Con ancor più leggerezza, l’Unione Europea ha riaperto con l’Iran il dialogo sul suo programma nucleare, abbassando l’asticella delle garanzie e delle concessioni richieste. Il messaggio della diplomazia europea, più ancora di quella americana, è: “non vediamo l’ora di rimuovere le sanzioni”. Il pretesto, come era prevedibile da tempo, è il cambio del presidente a Teheran. Hassan Rohani esprime esattamente gli stessi concetti di Ahmadinejad. Considera Israele una “ferita da mendare”, invece che “un tumore da rimuovere”, usa termini più edulcorati sulla Shoah, ammettendone almeno l’esistenza storica, ma non scendendo mai sul terreno del numero delle sue vittime, né il suo scopo (per la storiografia iraniana resta, infatti, un “pretesto” per l’“occupazione” ebraica del Medio Oriente). Questo agli europei, a quanto pare, basta e avanza per considerare Rohani un “moderato” e rilanciare il dialogo su basi più flessibili. Tuttavia, anche nel negoziato sul nucleare iraniano, potrebbe essere la controparte a toglierci le castagne dal fuoco. Infatti pare che la trattativa abbia già raggiunto la sua fase di stallo, stando a fonti diplomatiche della Reuters.
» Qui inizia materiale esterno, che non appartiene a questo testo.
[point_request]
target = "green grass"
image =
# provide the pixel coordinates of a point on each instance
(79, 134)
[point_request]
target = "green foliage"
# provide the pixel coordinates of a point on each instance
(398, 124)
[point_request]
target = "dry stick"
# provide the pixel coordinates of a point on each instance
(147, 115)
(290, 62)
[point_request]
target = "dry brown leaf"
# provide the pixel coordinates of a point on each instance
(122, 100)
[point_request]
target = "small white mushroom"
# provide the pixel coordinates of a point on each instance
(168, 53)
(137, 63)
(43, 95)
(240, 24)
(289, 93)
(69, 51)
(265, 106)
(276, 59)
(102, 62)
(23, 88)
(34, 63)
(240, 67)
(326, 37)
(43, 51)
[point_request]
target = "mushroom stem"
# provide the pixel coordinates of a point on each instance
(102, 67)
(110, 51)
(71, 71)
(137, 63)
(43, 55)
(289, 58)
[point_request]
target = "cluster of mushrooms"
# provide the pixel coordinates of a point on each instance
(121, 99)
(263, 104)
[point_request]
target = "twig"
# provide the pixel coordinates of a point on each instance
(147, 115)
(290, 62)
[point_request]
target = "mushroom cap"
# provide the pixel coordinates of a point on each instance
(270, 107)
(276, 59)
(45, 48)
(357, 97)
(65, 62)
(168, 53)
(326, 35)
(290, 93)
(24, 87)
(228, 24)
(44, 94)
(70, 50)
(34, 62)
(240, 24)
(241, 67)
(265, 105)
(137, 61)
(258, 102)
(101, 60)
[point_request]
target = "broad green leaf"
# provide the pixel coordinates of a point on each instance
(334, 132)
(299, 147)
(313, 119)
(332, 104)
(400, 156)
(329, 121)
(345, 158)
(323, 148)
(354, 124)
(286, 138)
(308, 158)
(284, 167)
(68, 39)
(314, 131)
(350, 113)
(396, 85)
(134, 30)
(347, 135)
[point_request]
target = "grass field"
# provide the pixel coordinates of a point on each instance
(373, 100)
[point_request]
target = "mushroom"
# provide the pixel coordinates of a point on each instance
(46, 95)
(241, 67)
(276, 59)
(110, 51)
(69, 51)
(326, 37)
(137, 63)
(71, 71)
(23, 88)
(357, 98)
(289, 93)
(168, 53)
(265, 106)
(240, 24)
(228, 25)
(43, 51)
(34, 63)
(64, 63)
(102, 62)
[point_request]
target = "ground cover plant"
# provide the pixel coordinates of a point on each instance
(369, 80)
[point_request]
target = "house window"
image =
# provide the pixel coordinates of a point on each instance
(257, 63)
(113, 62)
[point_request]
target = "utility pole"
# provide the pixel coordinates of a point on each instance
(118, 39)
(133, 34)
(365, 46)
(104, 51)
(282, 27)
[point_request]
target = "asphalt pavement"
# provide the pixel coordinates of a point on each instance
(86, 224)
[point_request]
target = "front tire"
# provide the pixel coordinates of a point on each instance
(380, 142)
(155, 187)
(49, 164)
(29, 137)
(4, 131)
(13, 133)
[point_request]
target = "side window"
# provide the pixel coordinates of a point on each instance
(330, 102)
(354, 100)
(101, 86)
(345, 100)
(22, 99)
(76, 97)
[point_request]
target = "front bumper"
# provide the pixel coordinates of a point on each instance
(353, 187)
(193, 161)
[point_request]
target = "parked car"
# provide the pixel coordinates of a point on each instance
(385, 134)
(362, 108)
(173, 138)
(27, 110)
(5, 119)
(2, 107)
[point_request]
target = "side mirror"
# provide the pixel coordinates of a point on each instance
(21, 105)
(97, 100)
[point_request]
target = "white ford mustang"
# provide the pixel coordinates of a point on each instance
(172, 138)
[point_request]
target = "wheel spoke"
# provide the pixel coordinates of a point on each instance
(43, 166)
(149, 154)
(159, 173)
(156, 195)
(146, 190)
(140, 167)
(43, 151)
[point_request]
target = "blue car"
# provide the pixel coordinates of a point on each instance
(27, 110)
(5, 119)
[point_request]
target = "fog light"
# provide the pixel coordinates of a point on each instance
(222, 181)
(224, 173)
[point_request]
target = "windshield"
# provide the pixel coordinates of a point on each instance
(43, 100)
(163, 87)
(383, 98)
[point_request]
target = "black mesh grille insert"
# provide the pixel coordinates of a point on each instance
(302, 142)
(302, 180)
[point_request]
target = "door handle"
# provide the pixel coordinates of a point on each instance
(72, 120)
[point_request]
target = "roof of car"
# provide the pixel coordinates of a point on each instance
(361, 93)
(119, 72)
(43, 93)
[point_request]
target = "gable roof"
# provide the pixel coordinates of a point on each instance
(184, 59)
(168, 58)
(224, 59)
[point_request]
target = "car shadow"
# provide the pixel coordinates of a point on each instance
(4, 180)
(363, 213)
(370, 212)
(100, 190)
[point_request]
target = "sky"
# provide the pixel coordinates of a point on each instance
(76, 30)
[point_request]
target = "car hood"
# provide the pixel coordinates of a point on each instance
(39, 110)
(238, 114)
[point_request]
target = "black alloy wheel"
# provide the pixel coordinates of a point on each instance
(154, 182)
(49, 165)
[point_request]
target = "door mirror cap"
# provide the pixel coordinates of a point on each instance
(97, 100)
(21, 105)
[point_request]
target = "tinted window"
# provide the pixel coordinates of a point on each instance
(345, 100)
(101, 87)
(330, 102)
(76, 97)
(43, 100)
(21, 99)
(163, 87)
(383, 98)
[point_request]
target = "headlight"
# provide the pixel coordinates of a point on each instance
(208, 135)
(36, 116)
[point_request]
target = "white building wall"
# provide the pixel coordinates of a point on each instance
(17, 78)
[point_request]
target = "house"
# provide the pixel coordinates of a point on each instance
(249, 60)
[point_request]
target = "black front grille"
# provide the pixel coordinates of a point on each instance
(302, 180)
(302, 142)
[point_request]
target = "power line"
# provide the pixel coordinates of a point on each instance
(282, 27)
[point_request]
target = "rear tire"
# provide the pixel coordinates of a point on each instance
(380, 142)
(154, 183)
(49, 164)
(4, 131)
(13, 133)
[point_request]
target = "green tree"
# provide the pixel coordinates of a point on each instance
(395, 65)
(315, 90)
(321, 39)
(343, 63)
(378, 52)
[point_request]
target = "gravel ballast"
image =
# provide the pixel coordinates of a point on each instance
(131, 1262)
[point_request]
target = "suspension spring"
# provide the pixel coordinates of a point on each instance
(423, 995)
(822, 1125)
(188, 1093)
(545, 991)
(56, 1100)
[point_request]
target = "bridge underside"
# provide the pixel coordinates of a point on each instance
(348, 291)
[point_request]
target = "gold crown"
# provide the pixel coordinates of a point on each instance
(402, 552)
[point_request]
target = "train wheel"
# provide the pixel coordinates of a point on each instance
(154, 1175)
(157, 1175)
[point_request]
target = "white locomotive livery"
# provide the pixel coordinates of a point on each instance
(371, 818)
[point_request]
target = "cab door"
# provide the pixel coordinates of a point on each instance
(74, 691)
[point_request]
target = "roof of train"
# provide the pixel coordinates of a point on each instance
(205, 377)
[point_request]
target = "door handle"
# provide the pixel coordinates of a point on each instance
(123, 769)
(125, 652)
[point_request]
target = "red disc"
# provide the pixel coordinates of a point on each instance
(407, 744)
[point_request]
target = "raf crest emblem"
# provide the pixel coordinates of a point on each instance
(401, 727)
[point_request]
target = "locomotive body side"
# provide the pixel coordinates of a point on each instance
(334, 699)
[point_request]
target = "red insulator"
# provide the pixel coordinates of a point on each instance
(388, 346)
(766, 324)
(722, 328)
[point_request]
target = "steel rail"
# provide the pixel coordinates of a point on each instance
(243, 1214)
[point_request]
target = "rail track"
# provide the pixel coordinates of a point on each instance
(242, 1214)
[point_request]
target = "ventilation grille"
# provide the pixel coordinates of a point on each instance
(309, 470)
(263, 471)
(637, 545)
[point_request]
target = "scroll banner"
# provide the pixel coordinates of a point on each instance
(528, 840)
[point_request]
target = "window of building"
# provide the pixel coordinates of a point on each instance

Prima che iniziassero gli incontri di Ginevra, la Guida Suprema iraniana, l’ayatollah Alì Khamenei, aveva ripreso duramente il presidente Rohani e il ministro degli Esteri Zarif. «Noi (Zarif e Rohani, ndr) pensavamo che i colloqui (con John Kerry, segretario di Stato americano, ndr) e la telefonata (con Barack Obama) fossero entro i limiti del nostro mandato – avrebbe spiegato Zarif a una commissione del Majlis, il parlamento di Teheran, così come è stato riportato dal quotidiano iraniano Kahyan – ma la spiegazione che abbiamo ricevuto dalla Guida Suprema (Khamenei, ndr) è di critica. La conversazione telefonica del dottor Rohani con Obama è stata, a suo dire, un primo passo falso e la mia lunga conversazione con John Kerry è stata considerata come un altro passo falso nel nostro viaggio diplomatico». Anche in questo caso, come per l’Arabia Saudita, solo l’intransigenza della controparte islamica impedirebbe il vero passo falso commesso dall’Occidente. Un errore di leggerezza, che permetterebbe al totalitarismo islamico di conquistare una posizione dominante all’Onu (nel caso dei sauditi) e di acquisire lo status di potenza nucleare (nel caso dell’Iran). Di fronte a questi pericoli, il sonno delle democrazie occidentali è sempre più profondo.